DOĞAN ALALOĞLU’NUN ARDINDAN
Zeki TARHAN - ANKARA
ALALOĞLU Şükrü efendi, Eğirdir eşrafından kanaat önderi bir kişiydi. Bizim zamanımızın Eğirdir Orta Okul Müdürü Asım bey şöyle derdi; “…Alaloğlu demek, Eğirdir’in yarısı demek.”
…Çocukluğumuzun bayram ziyaretlerinin ilk ziyaret kapısı, Alaloğlu Şükrü Efendi'nin kapısını çalmakla başlardı. Rahime teyzemizin eşi olan Şükrü efendi’nin 4’ü kız, 4’ü erkek olmak üzere sekiz evladı vardı. En büyükten en küçüğe doğru sıralarsak; Vesile ALTAY/ Ali Fevzi ALALOĞLU / Şekibe YAMAN / Aziz Yıldız ALALOĞLU / Adile KILINÇKAYA / Bekir Doğan ALALOĞLU / Şükrü Kaya ALALOĞLU / Sevil GÜLAY.
Şimdi bu sekiz evlattan sadece iki evlat; Adile KILINÇKAYA ve Sevil GÜLAY hayatta.
***
Erkek çocukların hepsi yüksek tahsil yaptılar, üniversite öğrenimi gördüler. Kızlardan sadece Sevil yüksek öğrenim görerek eğitimci oldu. Erkeklerden Ali Fevzi idareci, Aziz veteriner hekim, Doğan Askeri hekim, Kaya ise, Basın – Yayıncı oldu.
***
Bekir Doğan ALALOĞLU, 87 yaşındaydı ve 19 eylül pazar günü ahirete uğurlamıştık. Şimdi O, fiziki mekânında ışıklar içinde uyuyor… Bakın, Şükrü efendinin en büyük evladı Vesile’nin en küçük kızı Fikriye, Doğan dayısı için neler diyecekti:
“…Onlar, Cumhuriyetin yetiştirdiği ender çocuklardı. Beyaz atlarına bindiler, görevlerini layiki ile yapmış olmanın verdiği gururla, bu tanımadıkları yeni dünyaya veda ettiler. Onlarsız yapılan sohbetler tatsız, ve yavan. Onları çok özleyeceğiz…”

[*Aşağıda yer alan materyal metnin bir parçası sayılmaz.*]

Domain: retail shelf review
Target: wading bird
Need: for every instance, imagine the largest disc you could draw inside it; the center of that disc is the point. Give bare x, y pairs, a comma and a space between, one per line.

…Ve bakın, nasıl devam ediyordu Fikriye:
“…Doğan dayım ve o yaşlarda yüksek eğitim görmüş kişiler, Cumhuriyetin ilk yıllarında yetişmiş, artık nesli tükenmiş değerler. Düşünün, Eğirdir’de sadece İlkokul var. Bu çocuklar zekaları, gayretleri ve metanetleriyle, ( daha o küçücük yaşlarında ) ailelerinden uzakta, tek başlarına mücadele edip, o seviyelere gelmişler. Tabii ki, ailelerinin ileri görüş ve fedakarlıkları ile (maddi, manevi). Doğan dayım da bu merhalelerden geçmiş, ilkokul sonrası aileden uzak, yatılı okullarda uzun, zor zor bir tahsil olan Tıp Fakültesini okuyarak, askeri doktor olmuş, ilk Fizik Tedavi Mütehassıslarındandı. Bu görevini İstanbul’da ifa ederken, Muayenehane de açmış, başta Fatma GİRİK olmak üzere, SANAT CAMİASINA girmiş, kendini kabul ettirmiş, birçok ünlü sanatçının doktoru olmuş, biryandan çok kazanırken, diğer yandan da parasız hastalara para almadan hizmet etmiştir.”
***
Fikriye, Doğan dayısını anlatmayı, şöyle sürdürüyordu: “…Hem mesleki başarısı, hem de sanatçı kişiliği, zekası, hazır cevaplığı ile gerek kendi çevresi, gerek sanat camiasında büyük ilgi görmüştür. Güzel resim yapar, şarkı söyler, dans eder, şiir yazar, esprili konuşurdu. Ben, bu yaşıma geldim, ne O’ nun ve nede veteriner hekim Aziz dayımın yaptıkları espriler kadar, bugünün ünlü sanatçılarının yaptıkları esprileri beğenmiyor, gülmüyorum. Bunlar, “gizli kalmış insanlar”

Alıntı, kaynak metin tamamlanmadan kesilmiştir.